USCIS Ayuda a Familia a Adoptar Huérfanos con Necesidades Especiales


Si se le pregunta a Shawn y Sarah Basile, fue más que un simple golpe de suerte el que les condujo a su segunda hija adoptiva.

A pocas semanas antes de que completar la adopción, el niño ucraniano que deseaban adoptar no estaba disponible.  Los Basiles podían optar por adoptar una de otras dos niñas, pero una de ellas, según las palabras del proveedor de servicios de adopción de los Basiles, estaba "bien enferma".  Ella no podría sobrevivir si la familia no iba por ella pronto.
Cuando los Basiles conocieron a la niña que llamarían Mila, era más pequeña de lo que hubiesen imaginado.  A sus siete meses de edad sólo pesaba siete libras y era del tamaño de un recién nacido. Su piel era casi tan azul como sus ojos. Luchaba por respirar.

"Tan pequeña que ella era; no podía hablar y fijó sus ojos en mí", recordó Sarah.  "Era como si ella estuviera diciendo: 'Te he esperado por tanto tiempo y no puedo resistir mucho más.
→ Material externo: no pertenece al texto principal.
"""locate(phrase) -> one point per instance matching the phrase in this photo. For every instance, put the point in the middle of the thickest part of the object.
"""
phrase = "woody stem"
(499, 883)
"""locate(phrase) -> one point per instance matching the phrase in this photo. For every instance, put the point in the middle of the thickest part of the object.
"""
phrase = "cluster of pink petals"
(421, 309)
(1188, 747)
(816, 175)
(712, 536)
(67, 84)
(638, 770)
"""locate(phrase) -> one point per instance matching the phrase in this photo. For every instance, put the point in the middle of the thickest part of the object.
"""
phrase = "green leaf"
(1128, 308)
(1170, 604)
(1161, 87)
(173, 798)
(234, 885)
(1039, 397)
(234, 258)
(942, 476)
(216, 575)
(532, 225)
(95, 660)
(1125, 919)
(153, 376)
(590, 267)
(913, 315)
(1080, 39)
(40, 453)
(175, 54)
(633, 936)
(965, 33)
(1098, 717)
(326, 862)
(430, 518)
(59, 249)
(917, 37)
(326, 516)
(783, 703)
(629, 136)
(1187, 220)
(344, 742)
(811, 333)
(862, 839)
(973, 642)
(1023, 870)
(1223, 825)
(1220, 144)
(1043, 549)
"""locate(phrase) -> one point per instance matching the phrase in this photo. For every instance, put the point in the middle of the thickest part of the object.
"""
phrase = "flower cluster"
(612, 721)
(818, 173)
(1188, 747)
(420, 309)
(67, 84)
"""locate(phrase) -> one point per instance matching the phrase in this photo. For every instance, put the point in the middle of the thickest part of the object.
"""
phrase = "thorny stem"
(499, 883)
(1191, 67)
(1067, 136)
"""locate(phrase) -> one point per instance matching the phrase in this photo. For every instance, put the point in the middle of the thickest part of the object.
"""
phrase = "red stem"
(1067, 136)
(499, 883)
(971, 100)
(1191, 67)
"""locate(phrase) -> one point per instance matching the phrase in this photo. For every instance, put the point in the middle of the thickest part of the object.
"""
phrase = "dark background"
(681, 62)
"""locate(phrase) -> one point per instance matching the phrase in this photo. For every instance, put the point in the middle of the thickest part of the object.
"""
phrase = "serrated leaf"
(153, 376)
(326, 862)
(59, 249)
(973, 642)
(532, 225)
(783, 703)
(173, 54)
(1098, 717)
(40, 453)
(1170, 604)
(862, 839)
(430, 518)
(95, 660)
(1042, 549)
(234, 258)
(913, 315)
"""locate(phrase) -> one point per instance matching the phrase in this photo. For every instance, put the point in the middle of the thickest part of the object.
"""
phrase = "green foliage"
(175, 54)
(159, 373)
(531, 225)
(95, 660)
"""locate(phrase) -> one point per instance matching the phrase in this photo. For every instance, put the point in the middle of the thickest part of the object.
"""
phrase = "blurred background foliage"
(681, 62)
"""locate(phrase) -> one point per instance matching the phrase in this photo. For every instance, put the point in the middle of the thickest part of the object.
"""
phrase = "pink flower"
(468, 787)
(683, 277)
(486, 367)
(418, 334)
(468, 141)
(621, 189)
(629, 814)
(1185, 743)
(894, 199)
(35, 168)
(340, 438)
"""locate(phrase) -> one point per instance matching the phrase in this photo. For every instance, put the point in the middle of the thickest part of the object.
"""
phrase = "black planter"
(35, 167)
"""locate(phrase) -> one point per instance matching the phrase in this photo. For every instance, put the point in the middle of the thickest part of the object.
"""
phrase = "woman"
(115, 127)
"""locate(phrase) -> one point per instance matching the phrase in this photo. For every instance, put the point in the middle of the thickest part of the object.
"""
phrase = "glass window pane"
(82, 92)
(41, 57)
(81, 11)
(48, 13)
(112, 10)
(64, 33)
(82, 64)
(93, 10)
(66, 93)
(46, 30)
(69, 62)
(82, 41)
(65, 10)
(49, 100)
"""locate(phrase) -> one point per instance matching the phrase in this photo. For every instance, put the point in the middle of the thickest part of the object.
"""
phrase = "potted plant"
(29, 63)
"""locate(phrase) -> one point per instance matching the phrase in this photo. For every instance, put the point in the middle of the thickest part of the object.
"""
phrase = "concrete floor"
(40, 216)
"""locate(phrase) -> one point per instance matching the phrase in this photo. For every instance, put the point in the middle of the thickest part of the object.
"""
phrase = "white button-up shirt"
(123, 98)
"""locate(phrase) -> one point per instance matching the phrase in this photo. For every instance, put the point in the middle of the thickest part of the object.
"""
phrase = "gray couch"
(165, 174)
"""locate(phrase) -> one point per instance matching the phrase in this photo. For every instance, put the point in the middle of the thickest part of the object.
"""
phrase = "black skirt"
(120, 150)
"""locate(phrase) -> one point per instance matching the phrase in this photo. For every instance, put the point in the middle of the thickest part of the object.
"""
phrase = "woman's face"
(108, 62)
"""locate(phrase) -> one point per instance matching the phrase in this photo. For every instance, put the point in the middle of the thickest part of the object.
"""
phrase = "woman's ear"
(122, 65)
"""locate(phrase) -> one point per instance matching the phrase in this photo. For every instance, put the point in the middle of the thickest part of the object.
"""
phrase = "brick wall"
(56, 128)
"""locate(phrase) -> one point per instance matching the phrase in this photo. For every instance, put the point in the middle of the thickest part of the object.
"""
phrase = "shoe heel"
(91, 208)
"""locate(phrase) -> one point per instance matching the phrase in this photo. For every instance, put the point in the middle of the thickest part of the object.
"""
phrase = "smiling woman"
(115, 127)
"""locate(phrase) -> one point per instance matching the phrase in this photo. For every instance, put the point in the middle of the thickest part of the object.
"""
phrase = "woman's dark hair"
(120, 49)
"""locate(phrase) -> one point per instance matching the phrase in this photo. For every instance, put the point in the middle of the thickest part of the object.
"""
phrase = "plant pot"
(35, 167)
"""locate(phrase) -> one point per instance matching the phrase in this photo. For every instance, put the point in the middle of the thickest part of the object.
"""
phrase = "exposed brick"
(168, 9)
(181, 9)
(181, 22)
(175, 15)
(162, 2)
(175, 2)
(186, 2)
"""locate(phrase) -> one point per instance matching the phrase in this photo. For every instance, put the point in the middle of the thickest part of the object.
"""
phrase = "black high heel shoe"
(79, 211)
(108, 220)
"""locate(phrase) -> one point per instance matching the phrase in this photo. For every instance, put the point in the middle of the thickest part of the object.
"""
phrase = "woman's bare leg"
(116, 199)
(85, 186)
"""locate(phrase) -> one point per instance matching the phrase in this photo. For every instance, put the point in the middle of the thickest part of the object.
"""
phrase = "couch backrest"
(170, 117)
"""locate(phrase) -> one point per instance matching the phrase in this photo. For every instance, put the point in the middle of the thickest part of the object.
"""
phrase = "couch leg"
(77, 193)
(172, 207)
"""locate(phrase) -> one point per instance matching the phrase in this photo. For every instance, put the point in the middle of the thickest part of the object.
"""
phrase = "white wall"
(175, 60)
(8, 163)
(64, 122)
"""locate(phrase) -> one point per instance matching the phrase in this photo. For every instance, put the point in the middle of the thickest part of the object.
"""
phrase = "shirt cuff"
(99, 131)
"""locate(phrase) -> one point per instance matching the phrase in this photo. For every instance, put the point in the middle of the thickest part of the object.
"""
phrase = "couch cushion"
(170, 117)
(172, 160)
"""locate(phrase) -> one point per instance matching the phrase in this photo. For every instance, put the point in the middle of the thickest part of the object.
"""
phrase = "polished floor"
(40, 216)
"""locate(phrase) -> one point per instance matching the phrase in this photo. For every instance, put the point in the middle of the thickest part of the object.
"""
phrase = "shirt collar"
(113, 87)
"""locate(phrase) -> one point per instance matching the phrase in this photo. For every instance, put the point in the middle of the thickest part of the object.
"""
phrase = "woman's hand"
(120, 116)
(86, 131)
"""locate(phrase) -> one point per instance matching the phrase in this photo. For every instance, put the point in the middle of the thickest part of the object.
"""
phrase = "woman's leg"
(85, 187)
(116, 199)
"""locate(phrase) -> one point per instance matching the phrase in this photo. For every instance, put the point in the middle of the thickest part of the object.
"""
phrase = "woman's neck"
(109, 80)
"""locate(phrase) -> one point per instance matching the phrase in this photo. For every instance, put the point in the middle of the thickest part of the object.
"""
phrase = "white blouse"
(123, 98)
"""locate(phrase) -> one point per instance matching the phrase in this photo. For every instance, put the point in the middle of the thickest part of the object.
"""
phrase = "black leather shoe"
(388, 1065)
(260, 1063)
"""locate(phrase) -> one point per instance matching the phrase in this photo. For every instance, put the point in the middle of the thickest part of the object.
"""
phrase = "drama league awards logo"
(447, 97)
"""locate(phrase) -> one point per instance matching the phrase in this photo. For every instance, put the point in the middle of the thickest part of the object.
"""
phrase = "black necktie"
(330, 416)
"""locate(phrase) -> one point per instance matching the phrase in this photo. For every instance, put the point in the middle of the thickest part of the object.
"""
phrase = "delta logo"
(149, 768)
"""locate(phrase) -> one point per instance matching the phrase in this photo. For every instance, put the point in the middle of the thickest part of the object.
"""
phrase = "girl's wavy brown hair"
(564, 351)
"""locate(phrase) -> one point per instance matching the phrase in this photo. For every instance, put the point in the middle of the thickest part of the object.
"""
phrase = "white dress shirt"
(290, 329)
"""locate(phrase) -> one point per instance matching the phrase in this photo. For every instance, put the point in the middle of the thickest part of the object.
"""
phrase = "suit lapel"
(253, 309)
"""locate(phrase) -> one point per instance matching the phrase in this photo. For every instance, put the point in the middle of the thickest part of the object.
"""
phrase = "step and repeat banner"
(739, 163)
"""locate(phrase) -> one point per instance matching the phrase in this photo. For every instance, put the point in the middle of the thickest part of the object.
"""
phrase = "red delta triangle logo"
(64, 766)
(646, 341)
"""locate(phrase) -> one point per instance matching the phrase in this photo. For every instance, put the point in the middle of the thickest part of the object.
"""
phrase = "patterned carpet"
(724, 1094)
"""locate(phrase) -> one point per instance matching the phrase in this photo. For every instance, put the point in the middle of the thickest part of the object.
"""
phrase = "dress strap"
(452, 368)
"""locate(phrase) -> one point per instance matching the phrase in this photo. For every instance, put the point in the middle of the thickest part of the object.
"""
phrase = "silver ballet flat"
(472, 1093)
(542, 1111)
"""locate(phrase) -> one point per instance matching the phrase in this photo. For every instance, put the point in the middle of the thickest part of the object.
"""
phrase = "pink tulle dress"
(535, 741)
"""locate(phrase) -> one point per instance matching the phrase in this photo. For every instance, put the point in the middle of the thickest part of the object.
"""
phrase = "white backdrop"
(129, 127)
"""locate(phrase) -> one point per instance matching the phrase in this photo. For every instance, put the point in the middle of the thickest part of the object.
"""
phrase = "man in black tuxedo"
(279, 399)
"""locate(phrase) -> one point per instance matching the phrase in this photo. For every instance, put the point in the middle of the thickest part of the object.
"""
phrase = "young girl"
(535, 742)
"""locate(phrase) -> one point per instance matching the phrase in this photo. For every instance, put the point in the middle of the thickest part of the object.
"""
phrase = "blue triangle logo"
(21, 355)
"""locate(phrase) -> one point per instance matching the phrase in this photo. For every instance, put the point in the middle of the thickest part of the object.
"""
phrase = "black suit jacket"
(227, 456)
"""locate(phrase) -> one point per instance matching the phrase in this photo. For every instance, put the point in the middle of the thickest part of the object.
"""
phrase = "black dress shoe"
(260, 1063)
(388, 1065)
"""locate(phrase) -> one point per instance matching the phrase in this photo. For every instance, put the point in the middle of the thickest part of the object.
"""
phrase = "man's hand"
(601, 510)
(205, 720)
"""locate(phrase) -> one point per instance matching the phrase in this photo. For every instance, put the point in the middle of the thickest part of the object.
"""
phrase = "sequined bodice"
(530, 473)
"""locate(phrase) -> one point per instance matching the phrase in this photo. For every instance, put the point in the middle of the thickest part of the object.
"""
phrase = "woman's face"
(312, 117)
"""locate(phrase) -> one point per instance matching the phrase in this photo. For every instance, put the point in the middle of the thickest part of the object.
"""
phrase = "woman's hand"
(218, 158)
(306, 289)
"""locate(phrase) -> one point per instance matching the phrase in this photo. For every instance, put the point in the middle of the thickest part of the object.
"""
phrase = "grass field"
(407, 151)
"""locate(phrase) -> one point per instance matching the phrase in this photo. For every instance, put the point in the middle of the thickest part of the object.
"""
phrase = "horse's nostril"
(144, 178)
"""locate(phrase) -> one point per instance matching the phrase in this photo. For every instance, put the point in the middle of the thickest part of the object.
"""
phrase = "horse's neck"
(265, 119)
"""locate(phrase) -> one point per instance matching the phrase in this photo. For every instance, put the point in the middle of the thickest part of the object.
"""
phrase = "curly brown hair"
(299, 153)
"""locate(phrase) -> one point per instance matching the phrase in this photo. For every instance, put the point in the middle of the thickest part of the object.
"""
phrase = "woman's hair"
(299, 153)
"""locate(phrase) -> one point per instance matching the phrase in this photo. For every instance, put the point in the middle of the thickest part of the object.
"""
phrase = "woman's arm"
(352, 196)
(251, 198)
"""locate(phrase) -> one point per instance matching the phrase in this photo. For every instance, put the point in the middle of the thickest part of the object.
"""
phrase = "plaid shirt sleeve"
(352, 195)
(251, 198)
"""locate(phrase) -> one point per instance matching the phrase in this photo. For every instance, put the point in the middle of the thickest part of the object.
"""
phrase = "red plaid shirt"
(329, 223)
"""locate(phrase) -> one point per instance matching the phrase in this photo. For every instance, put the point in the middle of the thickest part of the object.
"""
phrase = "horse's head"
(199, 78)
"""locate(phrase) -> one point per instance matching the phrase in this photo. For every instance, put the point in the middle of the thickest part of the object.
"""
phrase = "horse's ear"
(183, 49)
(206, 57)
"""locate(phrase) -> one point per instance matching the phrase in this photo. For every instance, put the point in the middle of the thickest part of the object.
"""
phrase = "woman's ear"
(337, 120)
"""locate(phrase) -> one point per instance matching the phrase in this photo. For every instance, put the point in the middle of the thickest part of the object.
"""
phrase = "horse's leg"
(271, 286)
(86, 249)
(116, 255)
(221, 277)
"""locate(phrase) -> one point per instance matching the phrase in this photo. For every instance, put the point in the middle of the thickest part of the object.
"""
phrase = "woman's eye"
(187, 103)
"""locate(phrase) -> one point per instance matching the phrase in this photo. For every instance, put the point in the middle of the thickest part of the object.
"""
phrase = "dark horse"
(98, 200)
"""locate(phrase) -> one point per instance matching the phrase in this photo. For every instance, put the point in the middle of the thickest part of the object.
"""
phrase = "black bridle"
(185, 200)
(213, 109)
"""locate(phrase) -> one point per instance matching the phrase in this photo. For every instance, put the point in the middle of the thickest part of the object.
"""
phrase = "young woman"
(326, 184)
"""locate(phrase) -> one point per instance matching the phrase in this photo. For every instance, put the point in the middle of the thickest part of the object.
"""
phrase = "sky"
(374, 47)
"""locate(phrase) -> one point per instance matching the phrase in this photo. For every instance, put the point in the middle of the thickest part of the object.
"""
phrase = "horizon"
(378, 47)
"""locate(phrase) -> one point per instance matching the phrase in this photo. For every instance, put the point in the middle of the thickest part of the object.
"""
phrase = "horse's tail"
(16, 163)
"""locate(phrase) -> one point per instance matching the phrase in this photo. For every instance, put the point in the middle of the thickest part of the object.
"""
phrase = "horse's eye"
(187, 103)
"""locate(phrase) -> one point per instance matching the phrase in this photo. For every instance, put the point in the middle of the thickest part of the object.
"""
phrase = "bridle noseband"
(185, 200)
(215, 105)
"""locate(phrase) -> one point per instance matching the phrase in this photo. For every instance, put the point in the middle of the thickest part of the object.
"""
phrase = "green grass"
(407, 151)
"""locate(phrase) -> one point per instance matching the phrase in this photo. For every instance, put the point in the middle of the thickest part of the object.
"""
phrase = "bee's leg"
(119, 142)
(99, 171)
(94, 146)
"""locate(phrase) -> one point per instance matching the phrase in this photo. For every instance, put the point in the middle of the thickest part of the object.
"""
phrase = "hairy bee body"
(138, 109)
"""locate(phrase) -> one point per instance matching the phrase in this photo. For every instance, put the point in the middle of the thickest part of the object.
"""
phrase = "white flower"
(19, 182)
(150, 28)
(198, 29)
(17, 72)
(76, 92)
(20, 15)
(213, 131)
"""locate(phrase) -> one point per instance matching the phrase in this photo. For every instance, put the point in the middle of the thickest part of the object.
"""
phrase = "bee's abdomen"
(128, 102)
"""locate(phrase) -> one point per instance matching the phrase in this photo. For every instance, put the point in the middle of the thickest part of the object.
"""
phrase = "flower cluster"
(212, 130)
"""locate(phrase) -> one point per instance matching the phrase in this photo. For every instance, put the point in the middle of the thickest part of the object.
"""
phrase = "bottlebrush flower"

Por favor ayúdame'".

Mila, cuyo nombre significa “milagro” en ucraniano, había nacido con Síndrome de Down, problemas congénitos del corazón y dificultades de respiración.  No era seguro que pudiera sobrevivir el tiempo suficiente para que los Basiles pudieran llevarla a tratamiento en Estados Unidos.

Mila sobrevivió.  Para sorpresa del grupo de trabajo del orfanato, subió tres libras de peso al Sarah alimentarla todos los días en el orfanato.  USCIS aceleró el trámite de sus documentos de adopción y poco después de llegar a los Estados Unidos, Mila fue sometida a dos operaciones mayores: una para arreglar sus vías respiratorias y otra para arreglar su corazón.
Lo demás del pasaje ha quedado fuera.